Doch weshalb sind solche Meldungen überhaupt wichtig, auch dann, wenn bestimmte Nebenwirkungen schon bekannt sind? Ganz einfach: Jede Meldung trägt dazu bei, die Sicherheit von Impfstoffen und Arzneimitteln – und damit die Patientensicherheit – weiter zu erhöhen. Je mehr Meldungen systematisch erfasst und ausgewertet werden, desto genauer können mögliche Nebenwirkungen bestimmt werden. Nur im Extremfall muss ein Produkt vom Markt genommen werden – häufiger sind ergänzende Hinweise, etwa zu möglichen Wechselwirkungen mit anderen Medikamenten, nötig, ebenso veränderte Angaben zur Häufigkeit einer Nebenwirkung. „Bei ernsten Nebenwirkungen können wir innerhalb von 24 Stunden Anwendungsbeschränkungen in die Welt bringen“, sagt Dirk Mentzer.
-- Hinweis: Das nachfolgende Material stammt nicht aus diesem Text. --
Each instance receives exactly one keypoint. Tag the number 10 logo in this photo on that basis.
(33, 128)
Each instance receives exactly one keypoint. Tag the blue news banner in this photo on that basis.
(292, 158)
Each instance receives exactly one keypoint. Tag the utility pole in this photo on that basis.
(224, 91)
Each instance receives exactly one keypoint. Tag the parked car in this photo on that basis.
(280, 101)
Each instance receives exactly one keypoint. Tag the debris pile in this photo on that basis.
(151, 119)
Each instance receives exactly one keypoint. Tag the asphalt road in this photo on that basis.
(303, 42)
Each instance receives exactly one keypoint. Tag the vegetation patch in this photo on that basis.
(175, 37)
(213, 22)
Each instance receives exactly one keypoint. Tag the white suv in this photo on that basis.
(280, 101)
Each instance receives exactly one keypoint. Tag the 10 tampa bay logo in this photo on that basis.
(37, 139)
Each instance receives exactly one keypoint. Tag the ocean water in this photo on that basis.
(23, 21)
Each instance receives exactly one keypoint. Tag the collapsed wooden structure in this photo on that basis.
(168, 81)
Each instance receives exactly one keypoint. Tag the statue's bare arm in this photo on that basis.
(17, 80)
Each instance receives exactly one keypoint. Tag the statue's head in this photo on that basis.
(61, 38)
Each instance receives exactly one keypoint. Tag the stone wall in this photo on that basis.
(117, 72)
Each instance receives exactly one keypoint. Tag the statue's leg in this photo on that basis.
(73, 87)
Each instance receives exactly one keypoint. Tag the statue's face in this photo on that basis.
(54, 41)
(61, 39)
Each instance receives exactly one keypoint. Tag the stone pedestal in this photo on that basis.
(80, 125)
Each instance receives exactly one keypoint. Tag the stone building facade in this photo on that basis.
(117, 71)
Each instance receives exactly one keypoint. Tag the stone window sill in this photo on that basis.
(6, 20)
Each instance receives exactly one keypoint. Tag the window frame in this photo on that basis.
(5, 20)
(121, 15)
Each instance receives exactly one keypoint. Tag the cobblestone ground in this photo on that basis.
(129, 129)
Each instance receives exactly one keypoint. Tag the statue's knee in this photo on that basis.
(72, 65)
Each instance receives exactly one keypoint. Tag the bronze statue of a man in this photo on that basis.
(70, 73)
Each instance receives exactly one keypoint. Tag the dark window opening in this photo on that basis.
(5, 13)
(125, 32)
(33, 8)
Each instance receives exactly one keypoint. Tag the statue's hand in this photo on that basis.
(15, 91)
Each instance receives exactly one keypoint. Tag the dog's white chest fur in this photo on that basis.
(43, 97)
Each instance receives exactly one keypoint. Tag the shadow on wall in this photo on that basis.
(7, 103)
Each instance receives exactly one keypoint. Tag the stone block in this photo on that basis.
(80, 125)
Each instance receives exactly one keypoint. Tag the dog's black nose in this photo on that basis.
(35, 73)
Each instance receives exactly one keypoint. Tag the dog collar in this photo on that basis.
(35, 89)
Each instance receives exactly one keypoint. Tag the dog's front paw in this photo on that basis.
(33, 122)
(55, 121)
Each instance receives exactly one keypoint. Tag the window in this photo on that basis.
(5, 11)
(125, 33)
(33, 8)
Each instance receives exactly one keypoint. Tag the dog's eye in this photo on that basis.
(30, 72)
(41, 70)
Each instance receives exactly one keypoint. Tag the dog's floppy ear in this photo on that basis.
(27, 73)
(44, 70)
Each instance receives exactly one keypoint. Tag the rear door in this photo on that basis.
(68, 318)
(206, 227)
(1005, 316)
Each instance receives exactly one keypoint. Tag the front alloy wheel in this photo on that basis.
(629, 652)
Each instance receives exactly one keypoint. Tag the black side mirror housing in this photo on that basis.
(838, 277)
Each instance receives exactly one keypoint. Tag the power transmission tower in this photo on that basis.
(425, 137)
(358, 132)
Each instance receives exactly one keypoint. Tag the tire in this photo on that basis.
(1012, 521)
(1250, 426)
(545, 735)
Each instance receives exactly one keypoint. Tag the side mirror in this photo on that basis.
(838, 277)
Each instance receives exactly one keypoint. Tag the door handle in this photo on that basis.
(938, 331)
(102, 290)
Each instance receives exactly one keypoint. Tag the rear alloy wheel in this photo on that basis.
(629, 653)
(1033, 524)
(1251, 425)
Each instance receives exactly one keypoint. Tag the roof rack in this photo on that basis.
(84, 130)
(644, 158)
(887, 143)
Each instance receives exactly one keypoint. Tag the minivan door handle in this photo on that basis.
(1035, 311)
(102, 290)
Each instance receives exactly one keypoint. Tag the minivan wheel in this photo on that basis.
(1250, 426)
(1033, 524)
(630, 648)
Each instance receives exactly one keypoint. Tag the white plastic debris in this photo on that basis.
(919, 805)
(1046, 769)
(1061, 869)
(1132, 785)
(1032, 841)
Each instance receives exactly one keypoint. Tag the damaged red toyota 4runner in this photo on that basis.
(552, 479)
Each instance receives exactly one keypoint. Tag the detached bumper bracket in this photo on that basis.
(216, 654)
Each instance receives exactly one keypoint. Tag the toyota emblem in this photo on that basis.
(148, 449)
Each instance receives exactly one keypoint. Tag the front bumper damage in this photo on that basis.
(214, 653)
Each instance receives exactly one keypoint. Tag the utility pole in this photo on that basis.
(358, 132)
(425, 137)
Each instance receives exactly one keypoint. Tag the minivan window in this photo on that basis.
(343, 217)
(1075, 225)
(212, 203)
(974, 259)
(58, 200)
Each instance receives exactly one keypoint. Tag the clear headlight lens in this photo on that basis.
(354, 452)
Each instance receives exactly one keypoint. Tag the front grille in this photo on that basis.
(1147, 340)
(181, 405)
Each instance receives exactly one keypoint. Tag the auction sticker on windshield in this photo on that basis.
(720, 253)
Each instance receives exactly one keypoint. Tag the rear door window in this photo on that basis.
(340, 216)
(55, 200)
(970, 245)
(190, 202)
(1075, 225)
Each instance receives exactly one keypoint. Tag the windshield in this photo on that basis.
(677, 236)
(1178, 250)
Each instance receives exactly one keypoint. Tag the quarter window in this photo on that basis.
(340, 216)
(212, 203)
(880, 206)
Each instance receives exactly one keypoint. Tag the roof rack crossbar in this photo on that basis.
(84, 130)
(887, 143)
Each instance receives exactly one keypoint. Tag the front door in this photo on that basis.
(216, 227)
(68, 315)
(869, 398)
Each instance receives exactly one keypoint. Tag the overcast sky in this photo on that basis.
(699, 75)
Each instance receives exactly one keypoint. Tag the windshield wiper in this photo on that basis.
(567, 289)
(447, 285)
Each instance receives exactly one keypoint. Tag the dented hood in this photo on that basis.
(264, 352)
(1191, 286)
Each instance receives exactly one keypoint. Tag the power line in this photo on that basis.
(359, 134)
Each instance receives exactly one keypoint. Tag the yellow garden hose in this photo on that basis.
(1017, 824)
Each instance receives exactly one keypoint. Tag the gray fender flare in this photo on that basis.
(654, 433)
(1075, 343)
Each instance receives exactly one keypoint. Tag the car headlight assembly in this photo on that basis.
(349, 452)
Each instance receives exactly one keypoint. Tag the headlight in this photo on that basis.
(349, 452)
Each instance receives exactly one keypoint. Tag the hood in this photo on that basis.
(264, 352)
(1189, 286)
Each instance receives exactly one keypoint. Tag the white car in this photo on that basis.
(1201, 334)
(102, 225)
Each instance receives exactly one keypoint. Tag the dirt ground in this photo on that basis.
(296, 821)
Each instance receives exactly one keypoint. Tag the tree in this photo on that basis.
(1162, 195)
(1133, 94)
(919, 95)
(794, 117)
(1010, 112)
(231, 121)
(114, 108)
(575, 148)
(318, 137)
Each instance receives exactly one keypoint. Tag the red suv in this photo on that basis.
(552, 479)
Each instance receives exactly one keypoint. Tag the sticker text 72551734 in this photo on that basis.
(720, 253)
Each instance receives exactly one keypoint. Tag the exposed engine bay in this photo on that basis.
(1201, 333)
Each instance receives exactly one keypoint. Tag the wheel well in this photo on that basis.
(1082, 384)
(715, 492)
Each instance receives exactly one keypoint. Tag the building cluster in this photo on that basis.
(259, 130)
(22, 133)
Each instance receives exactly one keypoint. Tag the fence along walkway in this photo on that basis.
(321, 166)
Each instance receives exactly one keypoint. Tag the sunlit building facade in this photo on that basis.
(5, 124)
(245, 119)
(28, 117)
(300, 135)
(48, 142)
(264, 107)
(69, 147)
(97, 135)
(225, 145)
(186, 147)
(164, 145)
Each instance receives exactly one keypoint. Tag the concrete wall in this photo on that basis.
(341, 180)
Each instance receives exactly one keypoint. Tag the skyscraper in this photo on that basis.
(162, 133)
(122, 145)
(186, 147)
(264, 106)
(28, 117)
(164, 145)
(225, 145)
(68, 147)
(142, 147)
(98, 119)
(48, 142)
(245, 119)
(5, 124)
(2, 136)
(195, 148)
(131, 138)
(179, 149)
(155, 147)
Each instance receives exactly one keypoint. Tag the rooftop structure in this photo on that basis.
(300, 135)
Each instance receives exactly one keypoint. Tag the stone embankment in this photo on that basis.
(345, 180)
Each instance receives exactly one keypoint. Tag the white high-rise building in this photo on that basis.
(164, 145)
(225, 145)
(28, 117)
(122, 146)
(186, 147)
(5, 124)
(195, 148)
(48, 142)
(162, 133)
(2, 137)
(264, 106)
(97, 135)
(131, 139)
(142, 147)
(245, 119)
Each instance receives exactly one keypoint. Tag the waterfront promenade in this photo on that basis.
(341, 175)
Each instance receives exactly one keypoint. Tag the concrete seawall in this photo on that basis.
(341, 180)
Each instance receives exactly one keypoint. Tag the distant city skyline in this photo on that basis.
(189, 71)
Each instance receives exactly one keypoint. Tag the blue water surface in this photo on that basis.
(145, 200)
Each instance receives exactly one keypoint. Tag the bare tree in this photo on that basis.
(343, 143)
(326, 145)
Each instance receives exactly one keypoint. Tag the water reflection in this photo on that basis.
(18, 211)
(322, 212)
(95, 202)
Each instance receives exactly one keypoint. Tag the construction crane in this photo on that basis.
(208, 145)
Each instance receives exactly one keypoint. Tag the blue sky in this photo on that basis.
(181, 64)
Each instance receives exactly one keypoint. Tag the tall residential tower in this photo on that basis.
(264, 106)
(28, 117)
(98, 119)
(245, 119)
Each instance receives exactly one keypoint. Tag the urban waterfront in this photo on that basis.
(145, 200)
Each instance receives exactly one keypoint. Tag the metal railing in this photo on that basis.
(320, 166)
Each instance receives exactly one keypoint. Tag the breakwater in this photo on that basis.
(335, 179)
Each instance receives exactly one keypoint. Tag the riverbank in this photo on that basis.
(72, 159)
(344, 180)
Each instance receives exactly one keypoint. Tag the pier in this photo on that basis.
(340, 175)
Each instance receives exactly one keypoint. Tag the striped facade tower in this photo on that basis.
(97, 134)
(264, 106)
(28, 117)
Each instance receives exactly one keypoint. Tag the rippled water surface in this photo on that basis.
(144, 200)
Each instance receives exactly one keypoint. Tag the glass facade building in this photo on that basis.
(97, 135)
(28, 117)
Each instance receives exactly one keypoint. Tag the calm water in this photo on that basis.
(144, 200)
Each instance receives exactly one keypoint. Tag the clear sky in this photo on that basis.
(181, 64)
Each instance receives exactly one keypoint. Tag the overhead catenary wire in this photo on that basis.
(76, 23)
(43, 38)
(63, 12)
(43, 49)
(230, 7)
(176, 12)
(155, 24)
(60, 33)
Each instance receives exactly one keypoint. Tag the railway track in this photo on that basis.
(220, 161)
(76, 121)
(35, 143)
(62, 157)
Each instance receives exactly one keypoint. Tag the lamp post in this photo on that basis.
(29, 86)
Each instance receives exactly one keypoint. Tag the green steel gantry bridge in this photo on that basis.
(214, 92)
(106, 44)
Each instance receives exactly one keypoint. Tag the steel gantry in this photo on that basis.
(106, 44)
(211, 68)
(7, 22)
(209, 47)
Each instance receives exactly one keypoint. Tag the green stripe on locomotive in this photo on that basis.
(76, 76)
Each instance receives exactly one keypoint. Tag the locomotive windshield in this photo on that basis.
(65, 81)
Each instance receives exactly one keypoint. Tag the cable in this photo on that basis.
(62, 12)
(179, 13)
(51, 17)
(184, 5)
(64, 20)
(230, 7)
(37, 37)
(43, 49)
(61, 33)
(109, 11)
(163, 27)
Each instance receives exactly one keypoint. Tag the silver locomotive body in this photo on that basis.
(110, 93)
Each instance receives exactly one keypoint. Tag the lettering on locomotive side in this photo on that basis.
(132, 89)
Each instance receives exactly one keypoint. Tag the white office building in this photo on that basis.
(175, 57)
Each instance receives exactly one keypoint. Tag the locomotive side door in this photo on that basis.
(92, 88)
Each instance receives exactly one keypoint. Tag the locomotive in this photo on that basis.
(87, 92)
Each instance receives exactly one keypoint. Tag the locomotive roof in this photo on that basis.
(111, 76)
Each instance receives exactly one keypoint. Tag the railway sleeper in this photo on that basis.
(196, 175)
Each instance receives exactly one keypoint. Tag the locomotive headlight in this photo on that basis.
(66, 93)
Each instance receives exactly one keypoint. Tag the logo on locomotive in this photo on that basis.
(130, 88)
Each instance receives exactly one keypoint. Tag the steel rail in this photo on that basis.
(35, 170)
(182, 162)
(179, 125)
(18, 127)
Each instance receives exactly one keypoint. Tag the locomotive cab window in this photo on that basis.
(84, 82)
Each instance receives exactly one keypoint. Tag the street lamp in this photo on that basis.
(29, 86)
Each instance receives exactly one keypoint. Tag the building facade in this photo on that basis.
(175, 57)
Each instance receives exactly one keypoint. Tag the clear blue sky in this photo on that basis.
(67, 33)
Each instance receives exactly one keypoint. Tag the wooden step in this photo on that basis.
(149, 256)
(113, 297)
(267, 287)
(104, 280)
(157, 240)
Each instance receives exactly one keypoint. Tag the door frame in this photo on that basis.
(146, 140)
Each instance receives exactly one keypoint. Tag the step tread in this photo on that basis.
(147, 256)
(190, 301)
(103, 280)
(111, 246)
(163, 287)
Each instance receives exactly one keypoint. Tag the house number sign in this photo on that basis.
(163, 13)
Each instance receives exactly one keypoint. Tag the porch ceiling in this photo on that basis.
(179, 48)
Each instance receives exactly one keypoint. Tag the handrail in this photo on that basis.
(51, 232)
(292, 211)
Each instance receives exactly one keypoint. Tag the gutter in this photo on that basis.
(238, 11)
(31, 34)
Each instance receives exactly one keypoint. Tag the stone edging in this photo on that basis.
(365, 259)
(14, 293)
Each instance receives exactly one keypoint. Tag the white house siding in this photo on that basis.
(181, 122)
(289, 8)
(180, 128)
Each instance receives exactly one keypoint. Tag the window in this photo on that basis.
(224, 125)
Bis zu drei Wochen dauert es, bis ein so genannter „Rote-Hand-Brief“ medizinische Fachkreise erreicht, in dem Pharma-Unternehmen über neu erkannte Risiken informieren.

Grundsätzlich empfiehlt die Runde an Fachleuten allen Patient:innen, sich möglichst gut und genau über mögliche Nebenwirkungen von Medikamenten zu informieren. „Die seriöseste Quelle dafür ist die Patienteninformation, der Beipackzettel“, so Mentzer, „das ist das sicherste Dokument und außerdem behördlich genehmigt.“ Nebenwirkungen werden auch in frei zugänglichen Datenbanken gespeichert, etwa auf der Homepage der Europäischen Zulassungsbehörde EMA. Und: Auf der Internetseite www.gebrauchsinformation4-0.de lassen sich viele Beipackzettel nachlesen. Darüber hinaus haben auch Bund und Länder ein eigenes Portal mit Arzneimittelinformationen eingerichtet: https://www.pharmnet-bund.de/static/de/index.html

Kurzum: Es gibt viele Wege, mögliche Nebenwirkungen von Impfstoffen und Medikamenten zu melden oder sich über bereits bekannte Nebenwirkungen zu informieren. Der Welttag der Patientensicherheit soll dazu beitragen, diese Wege bekannter zu machen.